File Formats and Catalogs: The Foundation of Cloud-Native Geospatial
Modern analytics workflows are no longer small, local projects—they’re massive, distributed, and data-heavy. That’s why cloud-native file formats and data catalogs are at the center of the stack.
Apache Iceberg and other table formats are becoming the backbone of large-scale geospatial data management.
Cloud-optimized formats (like GeoParquet and COGs) make spatial data portable, efficient, and accessible.
Specialized systems like Earthmover are also adding focus for specific file types, in this case climate data
What this means for you: If you’re still relying on ad hoc file storage, you’re missing out on performance and scalability.
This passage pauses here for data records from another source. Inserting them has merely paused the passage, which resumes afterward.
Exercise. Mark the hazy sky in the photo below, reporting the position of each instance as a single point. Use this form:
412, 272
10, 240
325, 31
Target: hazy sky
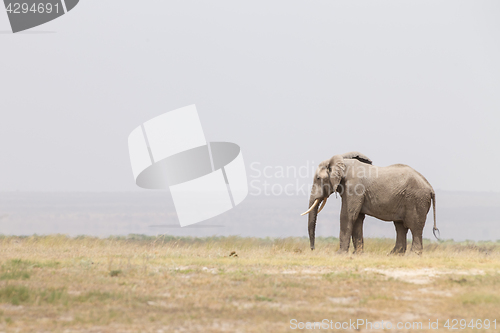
413, 82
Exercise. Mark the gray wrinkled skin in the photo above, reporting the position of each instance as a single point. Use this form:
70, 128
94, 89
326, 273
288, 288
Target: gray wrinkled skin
395, 193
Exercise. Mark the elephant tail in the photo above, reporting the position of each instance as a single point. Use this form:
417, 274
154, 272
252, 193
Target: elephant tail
433, 197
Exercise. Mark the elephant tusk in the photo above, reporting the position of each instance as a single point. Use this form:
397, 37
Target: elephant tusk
311, 208
322, 205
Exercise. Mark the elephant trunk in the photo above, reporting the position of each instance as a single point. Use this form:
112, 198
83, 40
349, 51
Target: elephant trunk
312, 222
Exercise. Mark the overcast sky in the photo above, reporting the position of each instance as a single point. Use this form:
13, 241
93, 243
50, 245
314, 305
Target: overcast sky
413, 82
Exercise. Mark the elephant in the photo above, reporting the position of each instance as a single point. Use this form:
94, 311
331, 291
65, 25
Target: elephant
394, 193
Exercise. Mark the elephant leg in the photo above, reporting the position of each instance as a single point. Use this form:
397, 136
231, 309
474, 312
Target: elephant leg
357, 234
416, 244
346, 226
401, 232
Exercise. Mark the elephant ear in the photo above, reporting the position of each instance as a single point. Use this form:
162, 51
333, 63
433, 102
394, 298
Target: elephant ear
358, 156
337, 170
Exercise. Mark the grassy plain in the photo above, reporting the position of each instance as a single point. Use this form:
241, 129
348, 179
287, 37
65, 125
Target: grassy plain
230, 284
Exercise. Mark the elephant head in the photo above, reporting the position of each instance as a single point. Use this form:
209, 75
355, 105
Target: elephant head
327, 178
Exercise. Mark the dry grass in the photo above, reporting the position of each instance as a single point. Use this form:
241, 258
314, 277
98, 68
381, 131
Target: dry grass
173, 284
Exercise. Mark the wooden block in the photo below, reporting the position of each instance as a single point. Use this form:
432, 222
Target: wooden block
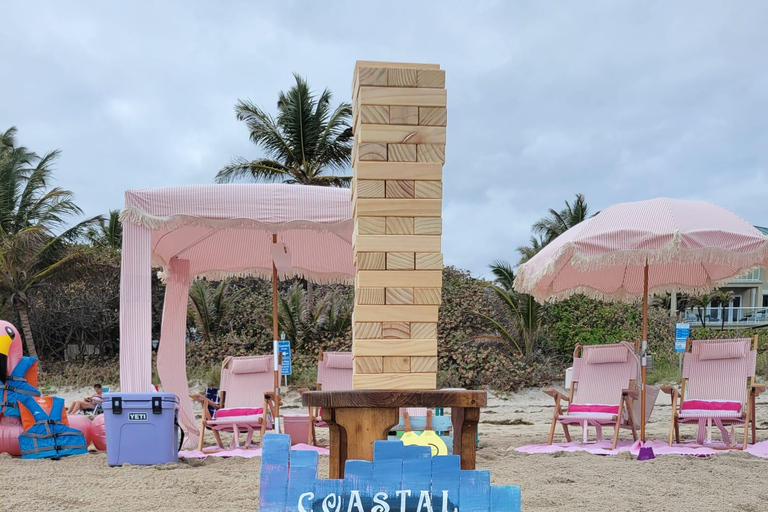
398, 295
403, 115
372, 152
375, 114
400, 207
400, 134
400, 189
370, 296
430, 78
428, 189
400, 261
425, 330
371, 261
433, 116
371, 225
400, 279
398, 225
428, 225
370, 188
422, 364
402, 77
427, 296
396, 364
405, 347
399, 381
401, 152
406, 96
420, 314
368, 364
429, 261
396, 330
375, 76
398, 171
431, 153
367, 330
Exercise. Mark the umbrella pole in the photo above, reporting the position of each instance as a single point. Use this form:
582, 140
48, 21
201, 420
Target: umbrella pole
643, 350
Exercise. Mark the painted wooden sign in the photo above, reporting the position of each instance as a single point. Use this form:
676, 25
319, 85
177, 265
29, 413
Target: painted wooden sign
400, 479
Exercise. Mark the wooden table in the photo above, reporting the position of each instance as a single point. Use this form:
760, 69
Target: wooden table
358, 418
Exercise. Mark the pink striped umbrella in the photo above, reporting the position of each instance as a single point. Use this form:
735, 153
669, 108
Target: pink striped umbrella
632, 249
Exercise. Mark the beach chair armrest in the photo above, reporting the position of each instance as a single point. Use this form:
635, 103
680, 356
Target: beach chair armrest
556, 394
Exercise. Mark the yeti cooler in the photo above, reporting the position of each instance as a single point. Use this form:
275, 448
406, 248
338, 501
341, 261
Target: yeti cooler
141, 428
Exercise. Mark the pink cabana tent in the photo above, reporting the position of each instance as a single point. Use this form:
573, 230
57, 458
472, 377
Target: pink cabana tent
218, 231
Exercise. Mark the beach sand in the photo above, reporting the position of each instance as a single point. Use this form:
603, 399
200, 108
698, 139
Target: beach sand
553, 482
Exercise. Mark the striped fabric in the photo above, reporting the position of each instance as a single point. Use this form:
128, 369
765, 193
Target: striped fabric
690, 246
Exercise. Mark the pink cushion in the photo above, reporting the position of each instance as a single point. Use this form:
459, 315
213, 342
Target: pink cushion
721, 351
250, 365
342, 361
607, 355
238, 411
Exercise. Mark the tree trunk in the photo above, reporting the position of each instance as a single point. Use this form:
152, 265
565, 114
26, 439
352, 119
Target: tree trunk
23, 313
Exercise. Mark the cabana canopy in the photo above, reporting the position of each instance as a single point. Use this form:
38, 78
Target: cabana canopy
217, 231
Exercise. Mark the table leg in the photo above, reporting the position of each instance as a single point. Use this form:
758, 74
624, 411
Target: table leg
464, 434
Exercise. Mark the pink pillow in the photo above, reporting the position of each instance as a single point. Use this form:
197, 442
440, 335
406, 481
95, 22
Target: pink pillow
728, 350
238, 411
599, 355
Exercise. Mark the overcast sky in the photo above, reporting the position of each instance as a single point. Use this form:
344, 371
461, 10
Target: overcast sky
617, 100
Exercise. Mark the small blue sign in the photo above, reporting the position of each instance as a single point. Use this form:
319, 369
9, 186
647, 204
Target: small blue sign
682, 333
284, 346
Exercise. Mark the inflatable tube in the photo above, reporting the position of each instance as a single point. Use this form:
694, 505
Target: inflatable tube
10, 428
98, 433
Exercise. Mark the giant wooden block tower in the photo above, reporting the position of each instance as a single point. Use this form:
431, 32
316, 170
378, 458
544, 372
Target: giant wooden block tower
399, 124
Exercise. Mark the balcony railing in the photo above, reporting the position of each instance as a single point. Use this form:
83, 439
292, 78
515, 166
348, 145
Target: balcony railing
733, 316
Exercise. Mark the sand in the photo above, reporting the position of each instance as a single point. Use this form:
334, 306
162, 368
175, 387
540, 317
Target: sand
555, 482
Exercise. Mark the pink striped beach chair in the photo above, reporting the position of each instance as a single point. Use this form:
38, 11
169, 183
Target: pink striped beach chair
603, 388
247, 400
718, 388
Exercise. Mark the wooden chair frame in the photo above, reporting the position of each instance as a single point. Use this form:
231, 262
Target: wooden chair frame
625, 404
748, 415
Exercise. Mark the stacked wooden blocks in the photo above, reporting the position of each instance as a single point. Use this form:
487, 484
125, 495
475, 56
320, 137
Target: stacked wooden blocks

Learning how to use catalogs like Iceberg lets you fully leverage file-level optimizations, versioning, and schema evolution—critical for handling large and evolving geospatial datasets.
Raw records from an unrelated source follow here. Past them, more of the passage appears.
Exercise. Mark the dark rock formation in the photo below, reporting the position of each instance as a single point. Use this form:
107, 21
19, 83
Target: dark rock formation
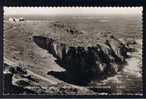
87, 63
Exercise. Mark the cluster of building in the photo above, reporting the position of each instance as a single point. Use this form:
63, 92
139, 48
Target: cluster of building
11, 19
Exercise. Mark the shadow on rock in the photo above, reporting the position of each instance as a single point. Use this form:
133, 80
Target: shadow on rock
84, 64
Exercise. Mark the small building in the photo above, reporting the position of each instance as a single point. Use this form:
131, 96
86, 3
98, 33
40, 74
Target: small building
21, 19
12, 19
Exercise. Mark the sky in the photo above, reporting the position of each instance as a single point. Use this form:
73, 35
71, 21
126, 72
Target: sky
71, 10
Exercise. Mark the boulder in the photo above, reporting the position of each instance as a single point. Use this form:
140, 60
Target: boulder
87, 63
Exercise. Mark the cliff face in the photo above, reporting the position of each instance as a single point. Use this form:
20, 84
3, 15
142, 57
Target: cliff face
87, 63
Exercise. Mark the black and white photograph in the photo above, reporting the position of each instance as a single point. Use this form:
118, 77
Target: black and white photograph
73, 51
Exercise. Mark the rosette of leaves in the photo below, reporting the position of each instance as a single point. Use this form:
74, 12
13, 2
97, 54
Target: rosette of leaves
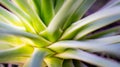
52, 33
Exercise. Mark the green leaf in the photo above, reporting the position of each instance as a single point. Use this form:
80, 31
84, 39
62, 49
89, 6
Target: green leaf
89, 58
86, 4
58, 5
24, 5
96, 25
103, 17
24, 17
104, 33
16, 52
10, 17
5, 45
68, 63
53, 62
37, 57
38, 40
58, 21
7, 29
47, 11
13, 60
110, 4
101, 45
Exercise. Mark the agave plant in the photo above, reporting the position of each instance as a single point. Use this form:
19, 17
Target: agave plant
53, 33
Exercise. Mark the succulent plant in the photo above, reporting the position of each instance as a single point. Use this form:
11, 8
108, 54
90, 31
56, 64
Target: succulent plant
54, 33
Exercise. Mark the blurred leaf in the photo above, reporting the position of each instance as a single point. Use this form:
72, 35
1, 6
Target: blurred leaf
89, 58
53, 62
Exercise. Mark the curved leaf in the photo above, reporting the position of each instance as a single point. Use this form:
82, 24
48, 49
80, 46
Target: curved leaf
89, 58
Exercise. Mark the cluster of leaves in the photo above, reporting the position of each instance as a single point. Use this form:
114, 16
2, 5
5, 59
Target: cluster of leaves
51, 33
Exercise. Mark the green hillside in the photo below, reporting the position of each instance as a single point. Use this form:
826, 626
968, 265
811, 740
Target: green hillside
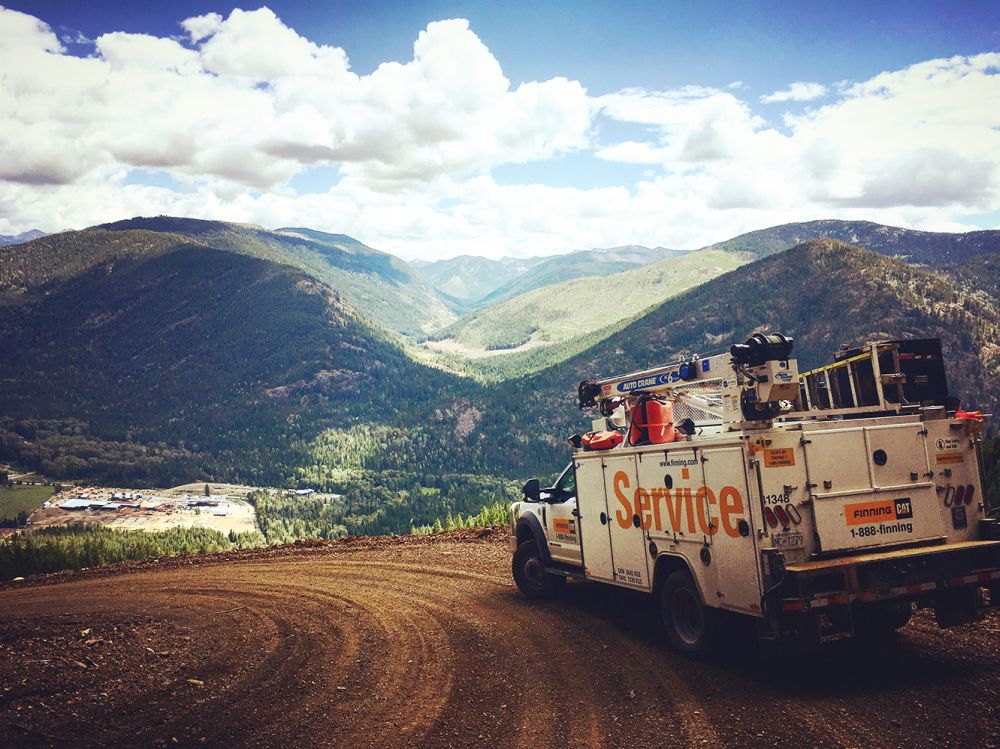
920, 247
380, 286
981, 272
467, 279
475, 282
823, 293
579, 308
581, 264
187, 362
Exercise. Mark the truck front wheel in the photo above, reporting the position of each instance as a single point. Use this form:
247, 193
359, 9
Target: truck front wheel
691, 627
530, 575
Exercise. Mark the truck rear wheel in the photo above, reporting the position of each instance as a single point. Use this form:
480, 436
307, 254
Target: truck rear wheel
691, 627
530, 574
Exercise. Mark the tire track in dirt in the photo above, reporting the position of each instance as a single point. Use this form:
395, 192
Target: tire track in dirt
430, 644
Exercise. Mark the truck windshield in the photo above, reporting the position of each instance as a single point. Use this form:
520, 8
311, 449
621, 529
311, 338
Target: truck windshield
566, 485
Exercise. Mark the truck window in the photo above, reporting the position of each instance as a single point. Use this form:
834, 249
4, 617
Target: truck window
565, 487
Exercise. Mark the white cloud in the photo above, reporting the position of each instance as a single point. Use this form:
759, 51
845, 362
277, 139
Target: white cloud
253, 102
238, 107
796, 92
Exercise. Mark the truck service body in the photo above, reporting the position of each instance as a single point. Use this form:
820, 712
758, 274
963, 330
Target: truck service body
822, 519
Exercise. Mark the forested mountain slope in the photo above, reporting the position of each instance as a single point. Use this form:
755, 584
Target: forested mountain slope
823, 293
475, 282
174, 361
563, 311
920, 247
380, 286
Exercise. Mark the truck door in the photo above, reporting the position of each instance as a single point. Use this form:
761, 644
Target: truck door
563, 521
733, 549
624, 518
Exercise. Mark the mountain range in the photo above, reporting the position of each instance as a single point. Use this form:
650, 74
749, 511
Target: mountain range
25, 236
164, 349
472, 282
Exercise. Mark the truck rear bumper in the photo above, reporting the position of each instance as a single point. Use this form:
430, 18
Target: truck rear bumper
913, 573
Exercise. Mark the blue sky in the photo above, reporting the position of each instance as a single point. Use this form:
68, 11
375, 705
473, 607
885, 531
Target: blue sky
648, 122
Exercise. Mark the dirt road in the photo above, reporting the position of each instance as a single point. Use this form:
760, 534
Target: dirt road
427, 642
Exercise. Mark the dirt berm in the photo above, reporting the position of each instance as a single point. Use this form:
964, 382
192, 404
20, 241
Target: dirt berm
426, 642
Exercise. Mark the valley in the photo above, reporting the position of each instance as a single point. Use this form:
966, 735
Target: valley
154, 352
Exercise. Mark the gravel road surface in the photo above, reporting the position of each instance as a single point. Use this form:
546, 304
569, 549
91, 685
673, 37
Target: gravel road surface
425, 641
Data Processing: Beyond the Spatial Join
For years, the hallmark of a spatial database was the ability to run a point-in-polygon query. But in 2025, that capability has been commoditized. Most OLAP systems and modern databases can handle these joins at scale—even without compute layers optimized for geospatial.
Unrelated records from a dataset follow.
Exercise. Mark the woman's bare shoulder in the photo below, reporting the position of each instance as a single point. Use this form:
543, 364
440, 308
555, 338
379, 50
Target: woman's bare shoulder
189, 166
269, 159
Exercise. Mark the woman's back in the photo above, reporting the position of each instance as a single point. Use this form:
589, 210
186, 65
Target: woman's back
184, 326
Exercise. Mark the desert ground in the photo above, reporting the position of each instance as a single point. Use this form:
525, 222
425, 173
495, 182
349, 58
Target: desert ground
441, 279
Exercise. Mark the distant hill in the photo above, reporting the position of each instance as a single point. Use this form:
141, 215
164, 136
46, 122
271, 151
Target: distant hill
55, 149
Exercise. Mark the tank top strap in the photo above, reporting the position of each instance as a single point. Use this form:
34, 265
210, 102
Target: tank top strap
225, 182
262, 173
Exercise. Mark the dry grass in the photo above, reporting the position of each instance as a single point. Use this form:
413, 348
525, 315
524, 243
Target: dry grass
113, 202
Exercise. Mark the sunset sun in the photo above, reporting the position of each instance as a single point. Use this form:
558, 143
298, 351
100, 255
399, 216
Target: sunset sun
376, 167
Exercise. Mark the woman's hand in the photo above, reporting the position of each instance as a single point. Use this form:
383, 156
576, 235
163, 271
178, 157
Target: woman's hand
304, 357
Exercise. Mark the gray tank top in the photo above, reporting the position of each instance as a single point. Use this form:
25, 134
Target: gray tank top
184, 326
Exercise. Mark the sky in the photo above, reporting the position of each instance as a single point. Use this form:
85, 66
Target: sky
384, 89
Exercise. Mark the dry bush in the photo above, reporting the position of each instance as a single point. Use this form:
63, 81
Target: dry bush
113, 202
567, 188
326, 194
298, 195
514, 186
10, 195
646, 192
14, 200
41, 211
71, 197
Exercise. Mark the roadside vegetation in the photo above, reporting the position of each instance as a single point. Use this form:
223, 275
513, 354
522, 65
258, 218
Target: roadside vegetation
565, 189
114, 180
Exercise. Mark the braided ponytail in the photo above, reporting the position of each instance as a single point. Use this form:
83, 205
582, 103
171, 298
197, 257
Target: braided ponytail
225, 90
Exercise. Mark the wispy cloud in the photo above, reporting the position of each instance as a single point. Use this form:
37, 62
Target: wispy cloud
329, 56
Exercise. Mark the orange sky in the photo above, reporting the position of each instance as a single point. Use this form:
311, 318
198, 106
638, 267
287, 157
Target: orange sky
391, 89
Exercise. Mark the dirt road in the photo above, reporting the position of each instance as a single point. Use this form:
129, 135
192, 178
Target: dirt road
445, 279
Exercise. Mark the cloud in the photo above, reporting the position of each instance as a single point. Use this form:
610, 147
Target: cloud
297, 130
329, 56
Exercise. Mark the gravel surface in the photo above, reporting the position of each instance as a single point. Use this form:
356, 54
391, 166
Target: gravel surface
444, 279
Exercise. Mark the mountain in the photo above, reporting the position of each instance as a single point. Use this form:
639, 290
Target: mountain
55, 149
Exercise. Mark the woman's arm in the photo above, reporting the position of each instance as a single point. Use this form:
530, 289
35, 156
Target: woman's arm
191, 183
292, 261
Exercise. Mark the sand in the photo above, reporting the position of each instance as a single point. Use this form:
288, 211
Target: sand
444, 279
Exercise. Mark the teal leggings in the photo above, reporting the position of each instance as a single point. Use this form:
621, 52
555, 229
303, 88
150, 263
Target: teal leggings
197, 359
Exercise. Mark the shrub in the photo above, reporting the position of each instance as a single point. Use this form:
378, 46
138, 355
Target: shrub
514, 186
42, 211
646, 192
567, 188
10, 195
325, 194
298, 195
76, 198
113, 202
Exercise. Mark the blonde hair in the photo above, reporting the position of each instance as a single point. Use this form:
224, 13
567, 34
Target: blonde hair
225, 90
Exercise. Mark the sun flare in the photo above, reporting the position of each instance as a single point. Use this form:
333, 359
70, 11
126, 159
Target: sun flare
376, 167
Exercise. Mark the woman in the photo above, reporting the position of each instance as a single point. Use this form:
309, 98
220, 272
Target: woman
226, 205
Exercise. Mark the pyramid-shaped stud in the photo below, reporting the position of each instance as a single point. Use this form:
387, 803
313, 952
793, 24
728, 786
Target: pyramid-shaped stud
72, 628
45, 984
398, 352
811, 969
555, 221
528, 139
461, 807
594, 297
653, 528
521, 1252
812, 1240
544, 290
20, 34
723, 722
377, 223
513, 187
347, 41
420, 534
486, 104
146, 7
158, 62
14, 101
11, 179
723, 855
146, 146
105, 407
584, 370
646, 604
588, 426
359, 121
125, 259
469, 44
The real differentiator now is advanced geospatial processing: Zonal statistics for climate and land-use analysis Mobility data pipelines for transportation and urban planning Feature engineering for AI and machine learning workflows
Platforms like Wherobots and Coiled are focusing directly on these workloads, while Apache Spark has begun supporting vector data types. Traditional relational databases still play a role—especially as AI applications demand fast transactional access—but the future belongs to systems that optimize for large analytical queries across massive datasets.
👉 What this means for you: Stop thinking of “point-in-polygon” as the benchmark. Systems that can go deeper—into advanced feature generation and distributed geospatial computation—will define the next generation of spatial analytics.
Transformation and Orchestration: Moving Beyond Simple Scripts
In the past, geospatial data pipelines often relied on one-off Python scripts. Today, that approach simply doesn’t scale.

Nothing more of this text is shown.